‘’Up there, time is air.
Up there, place is warmth.
Up there, dustbridge; the throne.
Up there, he is alone.’’
Birkaç sene önce, donuk renkleri ve çirkin cepheleriyle her bir tarafımı kuşatan apartmanların kalbimi burkan amansız duyguları daha fazla depreştirdiği kasvetli bir kış sabahı, sıkıla sıkıla okula giderken, müzikçalarımın seçtiği rastgele parçaların henüz dinlemediğim bir albümden çıkıp ilk kez kulaklarımı dolduran kıvançlı melodileri taşımasıyla, harikulade bir müzikal fırtınanın alâmetini de beraberinde getirdiğini anlamıştım. Derin, boğuk ve gırtlaktan okunan vokallerin hangi kelimeleri telaffuz ettiğini pek anlamasam da, doğduğumdan beri arasında büyüdüğüm irili ufaklı çirkin gri binalarla örtülü bu ormanın bana şimdiye kadar hiç bahsedemediği bir hikâyeye, hiç hissettiremediği bir dinginliğe, hiç gösteremediği bir güzelliğe dair bir şeyler anlattığını tahmin etmiştim sanki.
Etrafa araba kornalarının, trafik anonslarının ve kalabalığın keşmekeşinin seslerini yayan Mühürdar Caddesi’nden geçerken bir yandan dinlemeyi sürdürdüğüm destansı alçak perde rifleri, parça tam sessizliğe gömüleceği sırada geri dönen görkemli bir kilise orgu melodisi,boğuk boğuk inleyen davul vuruşları, karanlık duygular dolu bir zirveye ağır ağır tırmanıp geride yıkım ve zafer bırakan şarkı yapıları, her hâlükarda başdöndürücü ve hep dâhiyane şarkı sözleri, sadelik ve hiçliğin eşiğinden tuhaf bir bilinmezlikle çıkan derinliği ve enginliği, huzur dolu bir interlüdün ortasında aniden başlayan fırtınamsı pasajları, yoğun ölçüde minimalist ambiyansı ve gayet kasvet yüklü atmosferiyle farklı ve asil olduğunu hissettiren bu albümü günlük meselelerin hayhuyundan uzakta, bu curcuna tarafından işgal edilmemiş güvenli bir yerde, elimde albüm kapağı, yayıla yayıla dinlemem gerektiğini biliyordum, ama aldırmadan devam ettim.

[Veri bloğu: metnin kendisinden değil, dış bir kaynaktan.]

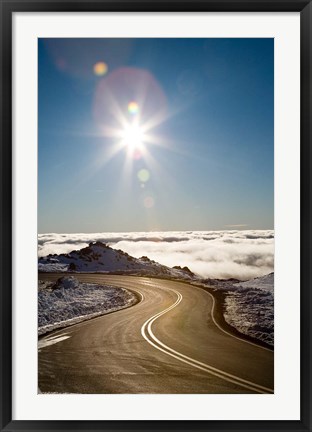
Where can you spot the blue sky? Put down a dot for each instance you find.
(155, 134)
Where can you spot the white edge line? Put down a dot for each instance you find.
(195, 363)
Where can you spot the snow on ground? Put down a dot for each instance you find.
(249, 307)
(68, 302)
(98, 257)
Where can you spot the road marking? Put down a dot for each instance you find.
(148, 335)
(51, 340)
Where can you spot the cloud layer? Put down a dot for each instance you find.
(215, 254)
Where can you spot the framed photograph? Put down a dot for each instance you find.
(156, 226)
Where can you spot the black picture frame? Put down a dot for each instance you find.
(10, 7)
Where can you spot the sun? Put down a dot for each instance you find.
(133, 137)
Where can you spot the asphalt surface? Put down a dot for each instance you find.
(167, 343)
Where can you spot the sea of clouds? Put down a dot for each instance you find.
(209, 254)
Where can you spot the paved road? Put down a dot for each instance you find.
(167, 343)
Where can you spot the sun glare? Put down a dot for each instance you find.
(133, 136)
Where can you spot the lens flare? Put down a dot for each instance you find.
(133, 108)
(143, 175)
(149, 202)
(133, 136)
(100, 68)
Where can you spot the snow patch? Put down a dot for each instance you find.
(68, 302)
(249, 307)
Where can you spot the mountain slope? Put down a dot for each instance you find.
(98, 257)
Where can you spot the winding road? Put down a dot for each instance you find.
(169, 343)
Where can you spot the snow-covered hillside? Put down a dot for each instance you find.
(249, 307)
(68, 302)
(98, 257)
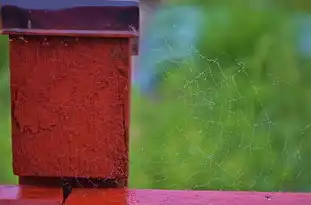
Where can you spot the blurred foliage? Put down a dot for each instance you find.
(234, 116)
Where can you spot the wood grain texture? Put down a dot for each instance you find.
(70, 106)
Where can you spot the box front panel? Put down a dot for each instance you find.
(70, 106)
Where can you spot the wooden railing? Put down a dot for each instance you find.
(70, 88)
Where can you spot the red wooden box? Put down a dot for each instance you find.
(70, 83)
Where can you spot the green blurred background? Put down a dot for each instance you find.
(234, 116)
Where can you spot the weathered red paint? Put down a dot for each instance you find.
(70, 106)
(37, 196)
(161, 197)
(29, 195)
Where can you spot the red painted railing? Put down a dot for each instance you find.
(70, 106)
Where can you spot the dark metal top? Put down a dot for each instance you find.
(71, 17)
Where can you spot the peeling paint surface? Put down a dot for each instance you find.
(70, 106)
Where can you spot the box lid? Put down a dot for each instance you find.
(71, 17)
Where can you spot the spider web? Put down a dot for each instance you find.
(223, 123)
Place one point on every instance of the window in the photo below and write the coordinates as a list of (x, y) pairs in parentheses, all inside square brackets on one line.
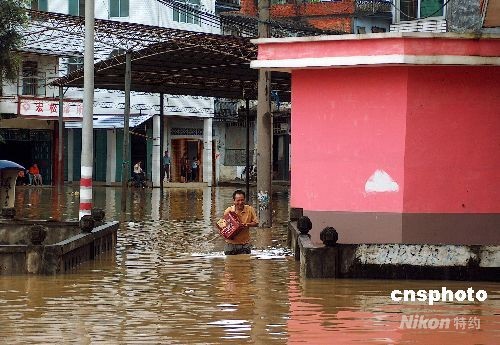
[(40, 5), (183, 15), (75, 64), (76, 8), (118, 8), (416, 9)]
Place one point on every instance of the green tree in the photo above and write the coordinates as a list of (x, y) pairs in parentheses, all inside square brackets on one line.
[(13, 17)]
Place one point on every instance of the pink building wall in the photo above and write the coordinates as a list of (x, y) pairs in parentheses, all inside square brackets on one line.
[(345, 126)]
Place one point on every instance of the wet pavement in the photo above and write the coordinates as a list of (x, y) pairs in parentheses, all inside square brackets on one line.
[(169, 283)]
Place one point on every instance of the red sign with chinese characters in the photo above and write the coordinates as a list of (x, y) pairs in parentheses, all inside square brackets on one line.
[(48, 108)]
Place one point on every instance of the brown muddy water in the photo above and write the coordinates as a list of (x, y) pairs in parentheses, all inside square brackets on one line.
[(170, 283)]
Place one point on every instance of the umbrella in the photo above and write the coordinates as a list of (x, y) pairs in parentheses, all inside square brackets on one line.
[(9, 165)]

Nihayet caddeyi geçip, etkinlikleri hakkında bilgi alıp almak istemediğimi soran bir Greenpeace çalışanını kredi kartım olmadığı yalanıyla kibarca reddedikten sonra, o zamanlar jeton satışlarını hâlâ memurların yaptığı Kadıköy-Beşiktaş iskelesinin önünde biriken tıklım tıklım kalabalığa karıştım ve vapuru beklemeye başladım. Garip bir çekiciliğe kapılmama neden olan müziğin eşliğinde vapur kıyıya ağır ağır yanaştıktan, insanlar ıskatalardan hızlı hızlı indikten ve iskele kapıları birer birer açıldıktan sonra merdivenleri tırmanıp üst kata çıktım, kimsenin rahatsız etmeyeceği bir köşeye yerleşip bu esrarengiz albümü daha dikkatli dinlemeye başladım.

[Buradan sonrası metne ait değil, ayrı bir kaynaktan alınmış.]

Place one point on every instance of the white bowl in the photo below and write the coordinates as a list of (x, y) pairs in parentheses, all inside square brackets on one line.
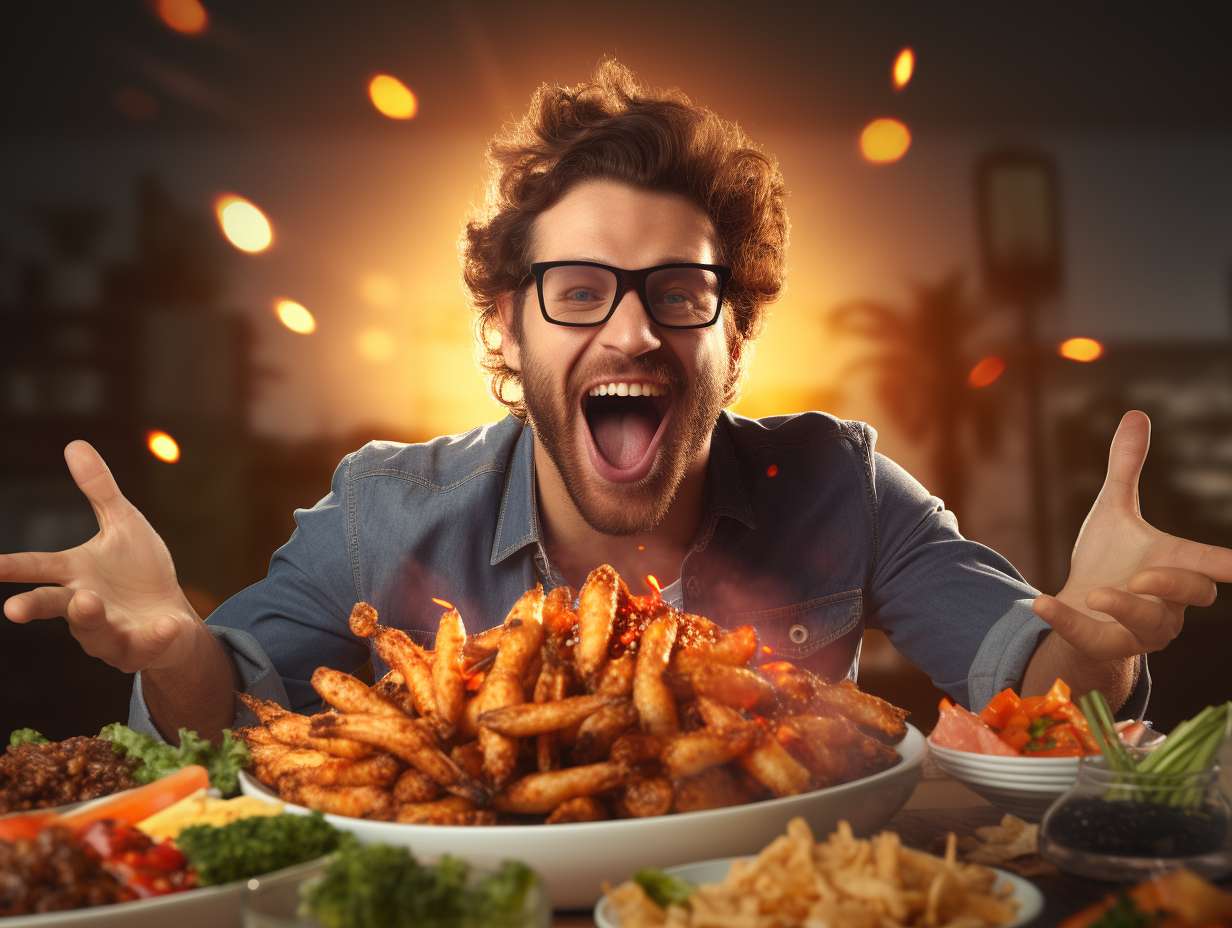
[(574, 859), (1021, 785), (1029, 900)]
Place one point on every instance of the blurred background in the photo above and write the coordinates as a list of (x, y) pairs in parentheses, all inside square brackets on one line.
[(228, 255)]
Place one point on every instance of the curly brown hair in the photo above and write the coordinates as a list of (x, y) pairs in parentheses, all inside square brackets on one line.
[(612, 127)]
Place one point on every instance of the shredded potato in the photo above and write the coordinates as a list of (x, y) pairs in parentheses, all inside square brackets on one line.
[(840, 883)]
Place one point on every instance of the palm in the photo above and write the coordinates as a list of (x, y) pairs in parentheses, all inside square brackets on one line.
[(118, 589)]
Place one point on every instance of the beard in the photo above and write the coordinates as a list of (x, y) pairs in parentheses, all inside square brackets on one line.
[(640, 505)]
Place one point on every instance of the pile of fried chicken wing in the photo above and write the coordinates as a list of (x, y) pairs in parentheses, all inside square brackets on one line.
[(610, 705)]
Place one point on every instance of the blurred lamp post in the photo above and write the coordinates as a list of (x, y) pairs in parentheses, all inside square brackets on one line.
[(1018, 206)]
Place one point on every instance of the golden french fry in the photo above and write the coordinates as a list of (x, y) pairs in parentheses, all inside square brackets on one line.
[(540, 793), (644, 796), (583, 809), (530, 719), (596, 618), (350, 694), (599, 731), (449, 682), (656, 705), (693, 752)]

Daima özenli ve ölçülü dinlediğim için tazeliğini ve gücünü tüketmediğim bu albümü bugün dinlesem içimde uyandıracağı güç, o gün yirmi beş dakika süren vapur seyahati sonunda içimde uyandırdığı güçle hâlâ aynı olacaktır, kelimelerle tarif etmek zor ve samimiyetsiz olsa da, özellikle de şehir hayatı ürünü olan bir kimse için. Bu güç, şarkıların sözünü ettiği tuhaf hikâyelere eşlik eden doğa manzaralarının, bütün o şifalı suların, karga sürülerinin, gri ve yeşil denizlerin, yaşlı dağların, kadim göğün ve ulu ağaçların, milyonlarca yıldır içinde yaşadığımız, sevişip savaştığımız ve öldüğümüz asıl dünyanın belki de hep varlığını hatırladığımız, hep eksikliğini hissettiğimiz, boşu boşuna aradığımız gücüydü, çağların ısrarıyla genlerimizin hafızasına kazınmış o gücün küçücük bir parçasıydı belki de. Bu gücü bir anlığına, tüylerim diken diken olmuş bir hâlde, hatırladığımı hissettim sanki. Hayır, şehir kültürünün hayatımızın bir kısmını köreltip doğanın güzelliklerini unutturduğuna dair sıkıcı bir anlayışın kurduğu fikirsel bir güç değildi bu, doğaldı. İnsanın en yalın isteklerinden, en güçlü tutkularından, en basit yaşama biçiminden gelen bu güç kendini acımasızca hissettiriyor, ama hiç de öğüt vermeye kalkışmıyordu. Üstelik büyükşehir kültürünün akıl karışıklıklarıyla yüklü bir dinleyicisi olarak bu yabancıl ve tuhaf güç hissi, modernliğin huzursuzluklarıyla çürümüş benliğimi bir şekilde aşağılıyor ve küçümsüyor gibiydi. Şimdiye dek dinlediğim hiçbir müzik, bende aşağılanma hissi uyandırmamıştı.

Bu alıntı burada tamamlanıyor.